Drugmakers aim to dampen risks in slow-paying countries

At first, the mere fact that troubled European countries were deep in debt to drugmakers was news. Then, it was the mounting size of those pharma debts and that Greece, at least, was paying its drug bills with bonds worth far less than their face value. Now, the slow payments and forced discounts are a fact of life--and pharma companies have developed a variety of strategies for making the best of the situation.

As the Financial Times reports, estimates for unpaid pharma debts in Europe's troubled markets top €12 billion, or more than $15 billion. The payments problem has hurt small, regional companies more than Big Pharma, but companies of all sizes are getting creative about managing the risks. Germany's Merck KGaA has started a cash-on-delivery payment program, pharma chief Stefan Oschmann told the FT. The company is also "looking at how much we will, in future, invest in commercial infrastructure," Oschmann said.

Meanwhile, AstraZeneca ($AZN) CFO Simon Lowth said drugmakers are negotiating to offset government price cuts against their unpaid debts to reduce the losses. Novartis ($NVS) CEO Joe Jimenez (photo) says his company has changed its compensation plans to incentivize cash collections, not just sales. Smaller companies have used factoring to turn unpaid debts into cash. Some have obtained bank loans secured by those unpaid bills.

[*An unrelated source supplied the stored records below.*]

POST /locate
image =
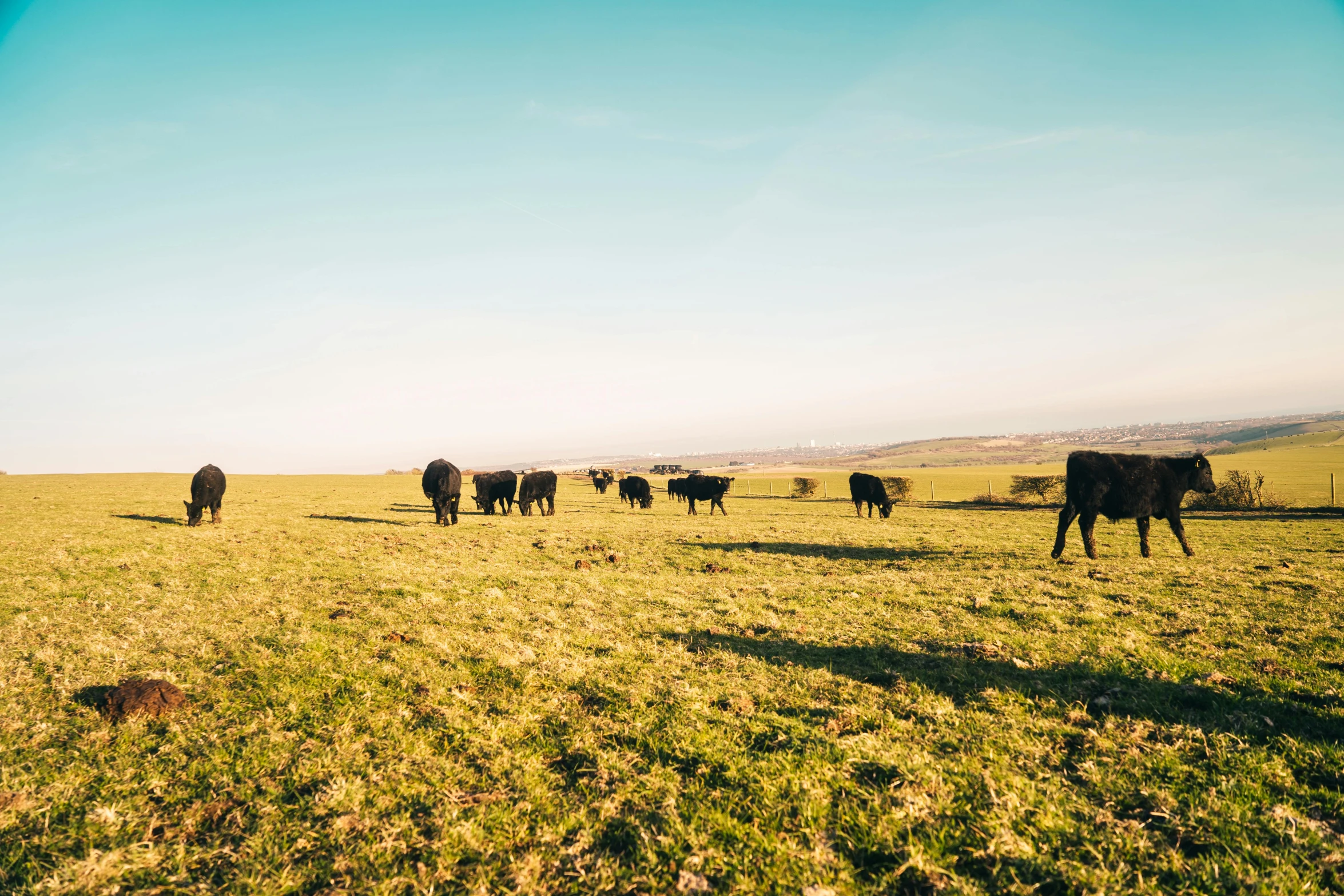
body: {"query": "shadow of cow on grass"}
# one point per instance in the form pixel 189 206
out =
pixel 964 671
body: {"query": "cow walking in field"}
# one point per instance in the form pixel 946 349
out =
pixel 443 484
pixel 208 489
pixel 1130 487
pixel 601 479
pixel 536 487
pixel 706 488
pixel 867 488
pixel 495 487
pixel 636 491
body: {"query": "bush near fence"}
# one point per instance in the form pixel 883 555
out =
pixel 804 487
pixel 1039 487
pixel 898 487
pixel 1237 492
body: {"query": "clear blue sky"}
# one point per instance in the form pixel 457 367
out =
pixel 309 237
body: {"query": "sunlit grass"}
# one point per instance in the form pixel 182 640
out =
pixel 918 703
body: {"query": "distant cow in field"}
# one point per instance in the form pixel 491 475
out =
pixel 636 491
pixel 495 487
pixel 706 488
pixel 536 487
pixel 866 488
pixel 1130 487
pixel 602 479
pixel 208 489
pixel 677 488
pixel 443 484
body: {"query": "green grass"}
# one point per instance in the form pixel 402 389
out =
pixel 870 707
pixel 1280 443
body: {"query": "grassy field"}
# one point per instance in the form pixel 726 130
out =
pixel 846 706
pixel 1297 471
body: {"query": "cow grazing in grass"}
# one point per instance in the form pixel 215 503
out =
pixel 495 487
pixel 536 487
pixel 869 489
pixel 601 479
pixel 208 491
pixel 443 484
pixel 706 488
pixel 1130 487
pixel 636 491
pixel 677 488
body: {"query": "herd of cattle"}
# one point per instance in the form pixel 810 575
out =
pixel 1119 487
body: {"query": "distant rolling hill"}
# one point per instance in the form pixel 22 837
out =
pixel 1310 439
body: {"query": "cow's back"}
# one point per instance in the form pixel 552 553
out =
pixel 441 480
pixel 208 485
pixel 535 485
pixel 1119 487
pixel 865 487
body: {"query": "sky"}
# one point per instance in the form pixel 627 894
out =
pixel 344 237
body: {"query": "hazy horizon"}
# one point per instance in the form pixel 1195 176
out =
pixel 339 238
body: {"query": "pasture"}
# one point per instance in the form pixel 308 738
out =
pixel 784 700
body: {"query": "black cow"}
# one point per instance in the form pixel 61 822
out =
pixel 636 489
pixel 443 484
pixel 495 487
pixel 706 488
pixel 601 479
pixel 867 488
pixel 1130 487
pixel 536 487
pixel 208 489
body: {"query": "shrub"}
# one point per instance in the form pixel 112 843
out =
pixel 804 488
pixel 898 487
pixel 1237 492
pixel 1042 487
pixel 995 499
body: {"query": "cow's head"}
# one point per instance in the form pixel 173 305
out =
pixel 1203 476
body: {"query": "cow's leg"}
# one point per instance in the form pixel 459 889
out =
pixel 1086 521
pixel 1066 519
pixel 1179 531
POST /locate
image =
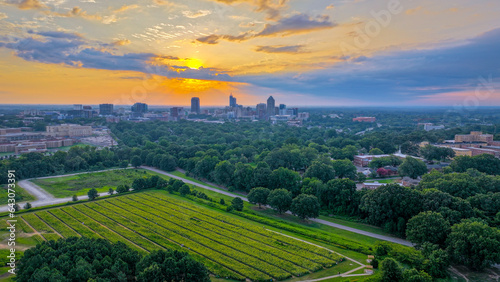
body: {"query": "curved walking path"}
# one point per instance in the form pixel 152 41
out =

Other companies--including Novo Nordisk ($NVO) and Sanofi ($SNY)--have shifted their product offerings. Rather than supplying the newest, priciest drugs to countries that are slow to pay, they're offering older and cheaper medicines, the FT reports. Another strategic shift: supplying drugs not to the facilities slowest to pay, such as government-funded hospitals, but to faster-paying individual pharmacies. Cutting inventory is another approach, Bayer HealthCare chief Jörg Reinhardt said.